We will continue to develop and to share dee's story and play in tribute to her and to advance the legacy of her work. 

Would she have enjoyed "Fire Shut Up in My Bones"? I found its framing of homosexuality and women troubling: these oppressions are not just presented as Charles's crosses to bear, but in scenes, such as the top of Act 2 with beautiful gay male spirit dancers, that connote homosexuality more generally as punishment -- as a lower-level choice than his privileged relationships with women.

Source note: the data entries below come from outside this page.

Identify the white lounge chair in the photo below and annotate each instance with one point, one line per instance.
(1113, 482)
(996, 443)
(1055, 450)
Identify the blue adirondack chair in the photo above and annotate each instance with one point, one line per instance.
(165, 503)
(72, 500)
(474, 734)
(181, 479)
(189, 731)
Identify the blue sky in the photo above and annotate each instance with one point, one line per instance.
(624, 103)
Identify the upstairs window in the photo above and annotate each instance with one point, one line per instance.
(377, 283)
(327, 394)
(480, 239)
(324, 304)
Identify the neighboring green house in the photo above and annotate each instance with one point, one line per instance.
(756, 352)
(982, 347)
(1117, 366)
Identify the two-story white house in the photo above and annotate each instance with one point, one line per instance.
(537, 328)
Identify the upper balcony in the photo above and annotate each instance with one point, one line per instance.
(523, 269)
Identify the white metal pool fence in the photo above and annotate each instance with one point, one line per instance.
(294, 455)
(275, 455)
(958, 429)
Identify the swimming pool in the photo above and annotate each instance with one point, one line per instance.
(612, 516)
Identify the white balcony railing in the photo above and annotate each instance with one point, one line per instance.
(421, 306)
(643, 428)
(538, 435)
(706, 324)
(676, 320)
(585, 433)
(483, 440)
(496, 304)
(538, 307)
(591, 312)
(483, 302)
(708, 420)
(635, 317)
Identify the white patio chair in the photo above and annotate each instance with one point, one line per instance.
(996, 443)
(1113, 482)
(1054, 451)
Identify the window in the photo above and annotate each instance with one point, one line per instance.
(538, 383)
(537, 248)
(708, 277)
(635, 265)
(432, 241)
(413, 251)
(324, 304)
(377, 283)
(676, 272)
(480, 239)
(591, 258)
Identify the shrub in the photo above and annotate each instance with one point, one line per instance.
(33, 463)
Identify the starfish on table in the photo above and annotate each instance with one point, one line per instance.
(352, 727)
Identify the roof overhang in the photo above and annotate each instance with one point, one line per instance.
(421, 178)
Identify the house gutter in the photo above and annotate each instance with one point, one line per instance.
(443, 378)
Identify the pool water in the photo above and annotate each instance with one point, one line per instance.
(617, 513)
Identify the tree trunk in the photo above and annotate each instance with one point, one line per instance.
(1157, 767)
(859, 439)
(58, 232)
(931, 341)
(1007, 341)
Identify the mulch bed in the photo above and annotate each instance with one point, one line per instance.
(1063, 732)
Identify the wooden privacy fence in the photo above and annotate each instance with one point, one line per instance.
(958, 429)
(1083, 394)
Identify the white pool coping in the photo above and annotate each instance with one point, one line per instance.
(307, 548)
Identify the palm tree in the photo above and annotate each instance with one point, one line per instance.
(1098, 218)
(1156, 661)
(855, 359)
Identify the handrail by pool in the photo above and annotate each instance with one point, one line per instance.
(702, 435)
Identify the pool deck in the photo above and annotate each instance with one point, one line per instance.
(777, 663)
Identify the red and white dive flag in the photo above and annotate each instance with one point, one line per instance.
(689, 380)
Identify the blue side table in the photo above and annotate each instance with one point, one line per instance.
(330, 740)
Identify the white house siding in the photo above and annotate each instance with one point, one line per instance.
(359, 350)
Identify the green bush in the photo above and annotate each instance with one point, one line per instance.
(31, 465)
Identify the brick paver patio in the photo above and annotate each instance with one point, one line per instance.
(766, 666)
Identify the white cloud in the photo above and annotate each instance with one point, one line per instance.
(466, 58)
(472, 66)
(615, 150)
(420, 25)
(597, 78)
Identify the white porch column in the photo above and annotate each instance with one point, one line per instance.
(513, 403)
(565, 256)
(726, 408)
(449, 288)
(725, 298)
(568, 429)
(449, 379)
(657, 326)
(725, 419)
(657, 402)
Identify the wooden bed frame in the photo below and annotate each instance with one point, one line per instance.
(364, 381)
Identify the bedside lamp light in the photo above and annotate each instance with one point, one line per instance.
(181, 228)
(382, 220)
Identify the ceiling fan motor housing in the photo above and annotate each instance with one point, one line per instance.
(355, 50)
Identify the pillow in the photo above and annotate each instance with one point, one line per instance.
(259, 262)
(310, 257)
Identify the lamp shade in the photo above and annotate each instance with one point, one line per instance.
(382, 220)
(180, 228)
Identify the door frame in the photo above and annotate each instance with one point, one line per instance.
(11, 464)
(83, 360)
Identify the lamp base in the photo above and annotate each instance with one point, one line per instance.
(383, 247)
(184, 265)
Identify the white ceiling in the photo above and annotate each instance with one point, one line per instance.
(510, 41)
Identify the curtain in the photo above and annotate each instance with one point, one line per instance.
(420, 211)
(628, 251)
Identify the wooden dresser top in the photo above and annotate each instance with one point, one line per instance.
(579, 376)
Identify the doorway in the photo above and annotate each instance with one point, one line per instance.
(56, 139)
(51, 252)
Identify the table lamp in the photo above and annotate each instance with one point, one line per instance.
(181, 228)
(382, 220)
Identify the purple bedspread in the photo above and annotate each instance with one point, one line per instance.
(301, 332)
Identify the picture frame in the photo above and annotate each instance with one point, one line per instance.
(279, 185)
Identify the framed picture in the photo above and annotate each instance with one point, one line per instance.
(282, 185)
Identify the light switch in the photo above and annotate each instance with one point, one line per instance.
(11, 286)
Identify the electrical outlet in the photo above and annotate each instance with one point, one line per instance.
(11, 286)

But dee said to me over and over she was an opportunist: she had learned to take advantage of those small gaps and windows and resources when they appeared. And she loved music, and the way Blanchard skillfully wove together jazz, gospel, and classical into the operatic form is stunning, as are the performances. I am hopeful that the success and visibility of "Fire Shut Up in My Bones" provides an opening for the voices of Black survivors of sexual abuse to be heard, recognized and supported. 

I imagined that if dee were sitting next to me she would have known this and, enjoying the spectacle, wanted it for her own story. "How do we get THE LAST GIRL at the Met?" she'd lean over to whisper, just as she did when we discussed sharing her memoir in book, cinematic, or dramatic form (she wanted to do all three).

I want this level of acknowledgement and visibility for THE LAST GIRL and for all forgotten women, too. Charles Blow and Terence Blanchard, are you listening?!